Best Time to Attack End-of-Life Satellites

Iridium B1 Satellite

Sources: 1) https://www.hou.usra.edu/meetings/orbitaldebris2019/orbital2019paper/pdf/6190.pdf, 2) https://spacenews.com/iridium-starting-to-deorbit-legacy-satellites-as-next-constellation-comes-online/ 3) SMAD Table 29-6 Example of a Staffing for Highly-Automated Small Sat Mission Ops

In efforts to validate my midterm paper topic, I wanted to learn more about how end of life satellites are operated, and see if there is a crucial time for a bad actor to attack. I came across a paper presented by Iridium at the 2019 Orbital Debris Conference in Houston.

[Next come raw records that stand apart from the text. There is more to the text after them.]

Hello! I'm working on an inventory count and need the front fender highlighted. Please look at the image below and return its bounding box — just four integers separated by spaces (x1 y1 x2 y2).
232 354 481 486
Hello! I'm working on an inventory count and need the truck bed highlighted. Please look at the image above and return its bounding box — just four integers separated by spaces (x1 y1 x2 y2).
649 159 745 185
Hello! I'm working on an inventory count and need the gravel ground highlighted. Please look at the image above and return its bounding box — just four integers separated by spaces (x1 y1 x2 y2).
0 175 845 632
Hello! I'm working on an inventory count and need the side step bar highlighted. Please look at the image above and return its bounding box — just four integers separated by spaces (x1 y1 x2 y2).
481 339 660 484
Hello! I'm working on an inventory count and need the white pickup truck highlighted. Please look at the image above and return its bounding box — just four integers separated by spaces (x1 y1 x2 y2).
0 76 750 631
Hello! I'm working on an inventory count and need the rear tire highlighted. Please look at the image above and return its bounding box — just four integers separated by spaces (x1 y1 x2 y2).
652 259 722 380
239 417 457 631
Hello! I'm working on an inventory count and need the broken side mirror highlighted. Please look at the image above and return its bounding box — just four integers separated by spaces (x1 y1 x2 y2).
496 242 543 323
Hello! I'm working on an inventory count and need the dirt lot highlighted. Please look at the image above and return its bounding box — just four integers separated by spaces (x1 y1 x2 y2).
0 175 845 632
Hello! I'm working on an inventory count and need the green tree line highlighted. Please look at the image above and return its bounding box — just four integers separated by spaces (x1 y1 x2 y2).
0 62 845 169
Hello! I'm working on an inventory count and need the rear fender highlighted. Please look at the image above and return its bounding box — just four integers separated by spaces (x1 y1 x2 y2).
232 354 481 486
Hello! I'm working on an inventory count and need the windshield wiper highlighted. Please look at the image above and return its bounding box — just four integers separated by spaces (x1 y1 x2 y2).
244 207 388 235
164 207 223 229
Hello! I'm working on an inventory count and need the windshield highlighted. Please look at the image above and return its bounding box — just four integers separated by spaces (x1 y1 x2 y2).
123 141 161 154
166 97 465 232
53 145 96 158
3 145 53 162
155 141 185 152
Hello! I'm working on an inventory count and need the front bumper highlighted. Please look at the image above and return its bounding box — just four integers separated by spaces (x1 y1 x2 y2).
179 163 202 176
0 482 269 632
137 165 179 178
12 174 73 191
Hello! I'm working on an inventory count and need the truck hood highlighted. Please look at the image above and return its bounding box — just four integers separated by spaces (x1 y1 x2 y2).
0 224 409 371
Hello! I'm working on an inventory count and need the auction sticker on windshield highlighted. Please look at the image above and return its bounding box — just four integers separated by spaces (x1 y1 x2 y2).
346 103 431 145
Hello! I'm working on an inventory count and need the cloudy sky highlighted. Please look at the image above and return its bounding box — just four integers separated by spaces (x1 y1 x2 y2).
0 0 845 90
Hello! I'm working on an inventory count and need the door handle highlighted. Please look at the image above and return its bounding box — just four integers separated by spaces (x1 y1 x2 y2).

Iridium had replaced its older 65-satellite constellation called the B1 with its newly launched NEXT constellation. Thus, it had a unique opportunity to be the first company to de-orbit a large constellation. On December 2019, the Iridium paper had announced that the company had placed its final satellite into passivity mode for eventual de-orbit. Iridium had built a rather robust de-orbit program, the “7-D’s”, that enabled the organization to place the older satellites into a lower 125-km orbit for the denser atmosphere to drag and lower the satellite into safe reentry breakup. In particular, the de-orbit program addressed areas that could make a hacked satellite dangerous, including de-pressurizing the propellant tank and discharging the battery. Propulsion could make the satellite a kinetic weapon. Also, NASA had disclosed 8 battery explosions in space due to overcharging. Fortunately, Iridium was able to put the entire 65-satellite into passivity mode, which eventually led most of the constellation into atmospheric breakup.

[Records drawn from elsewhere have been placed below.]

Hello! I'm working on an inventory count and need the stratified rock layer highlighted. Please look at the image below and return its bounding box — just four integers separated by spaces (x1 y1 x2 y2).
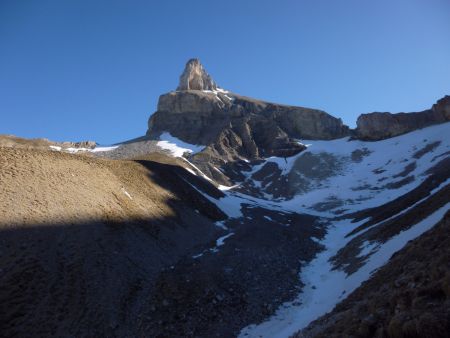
356 96 450 141
147 90 349 159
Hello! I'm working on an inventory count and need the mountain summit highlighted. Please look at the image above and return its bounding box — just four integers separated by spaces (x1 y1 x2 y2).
177 59 217 90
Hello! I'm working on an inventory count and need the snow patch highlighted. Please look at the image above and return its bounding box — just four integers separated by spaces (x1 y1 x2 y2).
156 132 205 157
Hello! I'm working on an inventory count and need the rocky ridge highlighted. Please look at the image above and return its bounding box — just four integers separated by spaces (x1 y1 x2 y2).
355 95 450 141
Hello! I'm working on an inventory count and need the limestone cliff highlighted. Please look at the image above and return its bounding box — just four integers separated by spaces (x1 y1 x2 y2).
356 96 450 141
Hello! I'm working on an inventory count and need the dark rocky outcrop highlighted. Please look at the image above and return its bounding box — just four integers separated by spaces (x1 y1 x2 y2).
356 96 450 141
177 59 217 90
147 59 349 164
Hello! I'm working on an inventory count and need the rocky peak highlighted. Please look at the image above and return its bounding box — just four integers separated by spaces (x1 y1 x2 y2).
177 59 217 90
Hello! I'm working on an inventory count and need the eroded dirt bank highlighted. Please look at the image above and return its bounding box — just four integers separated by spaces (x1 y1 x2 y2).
0 148 323 337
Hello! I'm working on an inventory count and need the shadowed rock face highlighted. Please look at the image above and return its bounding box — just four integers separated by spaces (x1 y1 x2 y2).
147 59 349 169
147 90 349 179
356 96 450 141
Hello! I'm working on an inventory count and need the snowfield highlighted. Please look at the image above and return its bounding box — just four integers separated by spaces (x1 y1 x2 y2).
146 123 450 337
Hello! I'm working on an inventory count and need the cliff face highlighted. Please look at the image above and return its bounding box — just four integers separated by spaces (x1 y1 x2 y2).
356 96 450 140
147 59 349 165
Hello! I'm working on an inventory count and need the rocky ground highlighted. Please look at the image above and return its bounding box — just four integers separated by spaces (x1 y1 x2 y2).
0 148 323 337
295 212 450 338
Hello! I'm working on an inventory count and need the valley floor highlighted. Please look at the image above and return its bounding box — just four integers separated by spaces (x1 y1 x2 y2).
0 123 450 337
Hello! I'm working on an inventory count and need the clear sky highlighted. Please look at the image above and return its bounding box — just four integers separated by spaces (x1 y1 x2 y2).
0 0 450 144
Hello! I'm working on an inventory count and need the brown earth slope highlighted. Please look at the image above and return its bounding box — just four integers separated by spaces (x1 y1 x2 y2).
0 148 225 337
0 147 324 337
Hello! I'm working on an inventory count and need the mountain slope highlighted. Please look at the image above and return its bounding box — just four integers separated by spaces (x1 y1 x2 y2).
0 59 450 337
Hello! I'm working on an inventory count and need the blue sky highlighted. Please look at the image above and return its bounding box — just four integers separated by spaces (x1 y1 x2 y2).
0 0 450 144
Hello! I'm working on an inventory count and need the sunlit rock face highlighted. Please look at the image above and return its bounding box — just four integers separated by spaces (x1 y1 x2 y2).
177 59 217 91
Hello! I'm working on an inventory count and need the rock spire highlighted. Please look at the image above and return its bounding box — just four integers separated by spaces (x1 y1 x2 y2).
177 59 217 90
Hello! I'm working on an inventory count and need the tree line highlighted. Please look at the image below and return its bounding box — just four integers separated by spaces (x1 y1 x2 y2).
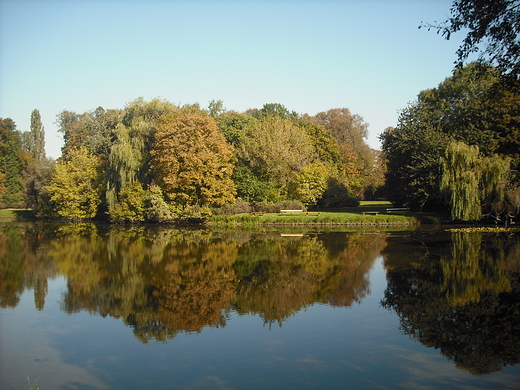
0 98 383 222
380 62 520 223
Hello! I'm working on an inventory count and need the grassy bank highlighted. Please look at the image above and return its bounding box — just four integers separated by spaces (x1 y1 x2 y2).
0 209 33 222
208 201 418 226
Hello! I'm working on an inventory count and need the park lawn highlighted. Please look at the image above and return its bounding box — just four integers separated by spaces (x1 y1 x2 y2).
0 209 32 221
208 201 417 225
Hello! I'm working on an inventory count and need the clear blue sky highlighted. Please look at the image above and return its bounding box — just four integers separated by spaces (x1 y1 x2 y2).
0 0 463 158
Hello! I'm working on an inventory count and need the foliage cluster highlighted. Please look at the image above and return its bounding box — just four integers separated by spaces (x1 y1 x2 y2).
381 63 520 222
0 98 383 222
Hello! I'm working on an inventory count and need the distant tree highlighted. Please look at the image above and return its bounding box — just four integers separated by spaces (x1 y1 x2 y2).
46 148 102 219
289 162 333 206
380 63 520 209
106 98 179 218
0 118 28 206
23 158 56 216
56 107 121 161
426 0 520 79
304 108 375 196
247 103 298 119
215 111 258 148
237 116 316 196
441 142 482 221
208 100 226 118
151 113 236 206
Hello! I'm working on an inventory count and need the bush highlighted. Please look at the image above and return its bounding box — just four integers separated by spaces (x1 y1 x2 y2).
145 185 172 222
252 200 307 213
212 200 252 215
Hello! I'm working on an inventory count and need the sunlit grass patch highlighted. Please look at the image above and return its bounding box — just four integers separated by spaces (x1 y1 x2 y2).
209 211 417 225
0 209 33 220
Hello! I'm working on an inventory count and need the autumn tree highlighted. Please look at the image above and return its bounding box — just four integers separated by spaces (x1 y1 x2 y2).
29 110 45 161
106 98 178 219
46 148 102 219
305 108 374 197
151 113 236 206
238 116 316 197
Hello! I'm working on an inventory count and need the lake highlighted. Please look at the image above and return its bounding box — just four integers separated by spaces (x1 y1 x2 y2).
0 223 520 390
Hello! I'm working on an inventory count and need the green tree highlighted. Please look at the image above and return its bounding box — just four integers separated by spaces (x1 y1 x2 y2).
106 98 179 218
427 0 520 78
23 158 56 216
380 63 519 209
56 107 122 161
0 118 28 206
237 116 316 196
441 142 511 221
45 148 102 219
248 103 298 119
29 109 45 161
289 162 331 206
309 108 375 197
441 142 482 221
151 113 236 206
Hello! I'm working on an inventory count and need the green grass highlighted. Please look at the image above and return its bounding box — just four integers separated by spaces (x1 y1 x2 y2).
0 209 33 221
209 201 417 226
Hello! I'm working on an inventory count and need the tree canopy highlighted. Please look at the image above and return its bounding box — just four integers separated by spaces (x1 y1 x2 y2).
427 0 520 79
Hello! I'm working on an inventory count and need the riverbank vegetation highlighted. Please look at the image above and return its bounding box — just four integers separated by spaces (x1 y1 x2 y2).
0 63 520 225
0 0 520 226
1 99 384 222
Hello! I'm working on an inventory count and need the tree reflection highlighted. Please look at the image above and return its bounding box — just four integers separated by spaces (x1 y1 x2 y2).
0 224 386 342
382 233 520 374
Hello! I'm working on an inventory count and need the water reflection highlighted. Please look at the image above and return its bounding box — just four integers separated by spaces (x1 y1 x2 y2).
382 232 520 374
0 224 386 343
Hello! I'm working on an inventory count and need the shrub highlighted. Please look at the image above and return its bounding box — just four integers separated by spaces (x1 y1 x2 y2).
212 199 252 215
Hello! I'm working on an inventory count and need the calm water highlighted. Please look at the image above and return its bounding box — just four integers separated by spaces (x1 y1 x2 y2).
0 224 520 390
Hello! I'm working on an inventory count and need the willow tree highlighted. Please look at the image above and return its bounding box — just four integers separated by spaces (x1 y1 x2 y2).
238 116 317 196
46 148 102 219
441 141 510 221
441 141 482 221
106 98 178 219
151 112 236 206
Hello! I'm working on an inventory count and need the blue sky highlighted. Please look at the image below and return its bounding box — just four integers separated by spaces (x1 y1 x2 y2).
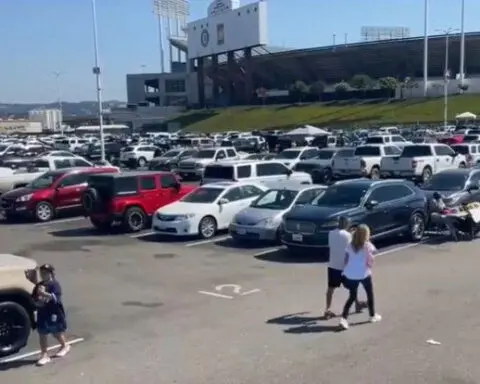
0 0 480 102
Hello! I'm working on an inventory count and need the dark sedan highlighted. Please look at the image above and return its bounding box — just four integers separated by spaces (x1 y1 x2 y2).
282 179 428 251
422 168 480 206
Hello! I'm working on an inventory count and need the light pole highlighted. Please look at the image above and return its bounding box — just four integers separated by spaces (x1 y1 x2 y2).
423 0 429 97
460 0 465 87
52 71 63 136
439 28 458 128
91 0 105 161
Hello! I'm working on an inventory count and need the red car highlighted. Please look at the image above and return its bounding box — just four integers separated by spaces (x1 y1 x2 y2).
83 171 197 232
0 167 119 222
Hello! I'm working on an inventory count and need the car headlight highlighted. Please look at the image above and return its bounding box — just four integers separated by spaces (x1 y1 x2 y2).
175 213 195 220
16 193 33 202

However, I noticed that the paper and another Space News source revealed that it took about 2-3 years between the end of service for the B1 constellation and the end of the de-orbiting program. Thus, this helped to validate some of my hypothesis that there could be a particularly vulnerable time to attack these end-of-life satellites. During these vulnerable 2-3 years, the B1 constellation had lost its commercial usefulness to its operators. Chapter 29 of the Space Mission Engineering textbook showed a table where a typical small satellite operation had 10% of labor resources towards the end of a mission versus the height of the mission. In those final years where companies invest the least amount of resources on end of life satellites, we could let our guard down and face bad actors taking control over satellites with some propulsion and battery left.